One of my favorite lines from television was uttered in the old sitcom Cheers, whose main character was former Boston Red Sox relief pitcher Sam "Mayday" Malone, an alcoholic bar owner.
"Not many people know it," Sam told a barfly one night, "but I'm a pretty famous guy."
It was such a great example of an Irish bull -- a contradictory, illogical statement ("An oral contract isn't worth the paper it's printed on") -- that I have carried it around in my head ever since the 1980s.
It points out that fame is best when spread thinly. I was reminded of that last week as we took our granddaughter Karson along on errands.
Karson is 9 and enamored by the trappings of fame. She is Hannah Montana's top fan, and wherever she goes, she is always singing and dancing in preparation for her big break as a "star."
In addition, she knows I write this column and sees my face in the newspaper each week.
As we rode along last week, Karson asked: "Papa, are you famous?"
My wife and I assured her I was not. That didn't satisfy her.

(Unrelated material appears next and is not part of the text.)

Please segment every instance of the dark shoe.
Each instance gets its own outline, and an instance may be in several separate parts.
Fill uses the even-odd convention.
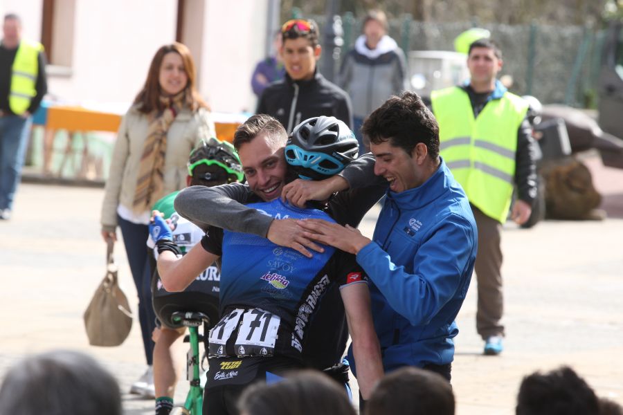
[[[502,336],[490,335],[487,338],[487,340],[485,342],[484,353],[485,355],[498,356],[502,353],[503,350],[504,350],[504,347],[502,345]]]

"Do people ever recognize you when you're out in public?"
"Sometimes. Mostly not."
"It's usually when he's in the grocery store," piped up my wife, who believes it is better to let the family starve than to neglect housework-related activities.
We stopped off for lunch, and while we waited in line to order our chicken, Karson was atypically quiet. Suddenly, she stepped back, looked all around in mock amazement, then exclaimed to the people around us: "Why, it's Glynn Moore !"
She repeated this several times, gesturing at me like a tiny Vanna White reaching for a vowel. All the while, I was trying to shush her, with little success.
Later, as we ate, I heard her giving a hushed heads-up to a worker cleaning a table: "Look, over there, it's Glynn Moore!"
This continued as we went to Lowe's, The Home Depot and so on. She was like my agent, manager and publicity director rolled up into one cute little package.
Then, in a store, a woman walked up and said hello to me by name. Karson was beside herself. Fame!
She is too young to know that fame is a two-edged sword.
For example, do yeoman work on the stage all your life, and you will be known as a respected actor. Get a few supporting TV roles, and someone might buy you a drink. Become a movie star, though, and you will be hounded by paparazzi and stalked by fans.
By the same token, go to the U.S. House, and the folks back home will be proud of you. Get elected to the Senate, and you risk a nosebleed from the lofty media attention.
Worst of all, run for president and your life will change forever. You will never again be able to step outdoors without armed guards. Who needs it?
After our day with Karson, I have decided I possess the best kind of fame: My seven grandchildren know who I am, and, except for Karson's efforts to make me an American idol, they seem to be perfectly fine with that.